These are the key concepts you need to understand to accurately answer the question.

Electrochemistry
Electrochemistry lies at the heart of many important scientific processes, from the batteries powering our everyday devices to the synthesis of chemical compounds. It is the branch of chemistry that deals with the relationship between electrical energy and chemical change. In electrochemistry, we study redox (reduction-oxidation) reactions, where electrons are transferred between species, altering their oxidation states.

Standard reduction potentials, represented as E°, are essential in this field as they provide us the quantitative measure of the tendency of a chemical species to gain electrons and thus be reduced. Measured under standard conditions (1 M concentration, 1 atm pressure, and 25°C), these potentials are crucial for predicting the direction of electron flow in an electrochemical cell and understanding the thermodynamics of redox reactions.
Half-Reactions
Half-reactions are the two parts that make up a complete redox reaction: one for the reduction and one for the oxidation. They are often used in the context of galvanic cells, where two different metals are connected by an electrolyte solution that allows the flow of ions.

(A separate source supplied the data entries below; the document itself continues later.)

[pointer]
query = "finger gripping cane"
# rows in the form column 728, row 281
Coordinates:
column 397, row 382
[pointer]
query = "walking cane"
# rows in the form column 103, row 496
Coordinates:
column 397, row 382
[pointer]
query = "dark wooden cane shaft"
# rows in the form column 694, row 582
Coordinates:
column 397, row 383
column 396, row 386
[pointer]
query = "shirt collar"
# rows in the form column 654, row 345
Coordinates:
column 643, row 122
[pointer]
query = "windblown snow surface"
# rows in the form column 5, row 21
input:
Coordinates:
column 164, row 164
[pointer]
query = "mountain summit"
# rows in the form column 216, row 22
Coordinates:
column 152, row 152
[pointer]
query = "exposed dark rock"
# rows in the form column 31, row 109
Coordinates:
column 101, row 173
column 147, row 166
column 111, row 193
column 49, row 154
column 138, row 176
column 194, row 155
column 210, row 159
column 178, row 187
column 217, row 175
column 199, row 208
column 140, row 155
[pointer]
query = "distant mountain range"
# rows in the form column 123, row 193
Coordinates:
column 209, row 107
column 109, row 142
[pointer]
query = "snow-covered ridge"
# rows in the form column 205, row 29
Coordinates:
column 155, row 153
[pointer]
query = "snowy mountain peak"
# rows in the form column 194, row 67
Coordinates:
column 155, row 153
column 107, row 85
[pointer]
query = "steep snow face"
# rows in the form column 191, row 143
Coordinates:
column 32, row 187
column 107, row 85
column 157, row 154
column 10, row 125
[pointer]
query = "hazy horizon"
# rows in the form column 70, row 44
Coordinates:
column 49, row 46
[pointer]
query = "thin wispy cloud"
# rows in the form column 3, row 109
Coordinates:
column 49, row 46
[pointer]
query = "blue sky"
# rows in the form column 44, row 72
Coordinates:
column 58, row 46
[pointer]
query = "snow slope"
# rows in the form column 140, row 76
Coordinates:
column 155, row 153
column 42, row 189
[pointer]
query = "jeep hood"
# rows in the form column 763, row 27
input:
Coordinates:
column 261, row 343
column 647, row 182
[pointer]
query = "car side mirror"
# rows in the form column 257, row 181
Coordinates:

By breaking down the overall reaction into half-reactions, we gain clarity on how many electrons are involved in each process and the individual standard reduction potentials. For instance, a metal ion like M³⁺ can be reduced to M. The standard reduction potential associated with this process helps in calculating the overall potential of a galvanic cell. Moreover, if we do not have the standard reduction potential for a particular half-reaction, it can often be deduced by manipulating other known half-reactions and their potentials, as was exemplified in the given exercise.
Galvanic Cells
Galvanic cells, or voltaic cells, are the fundamental components of batteries, transforming chemical energy into electrical energy through spontaneous redox reactions. Each galvanic cell consists of two half-cells linked by both an external circuit and a salt bridge or porous disk that allows ions to move while keeping the two solutions separate.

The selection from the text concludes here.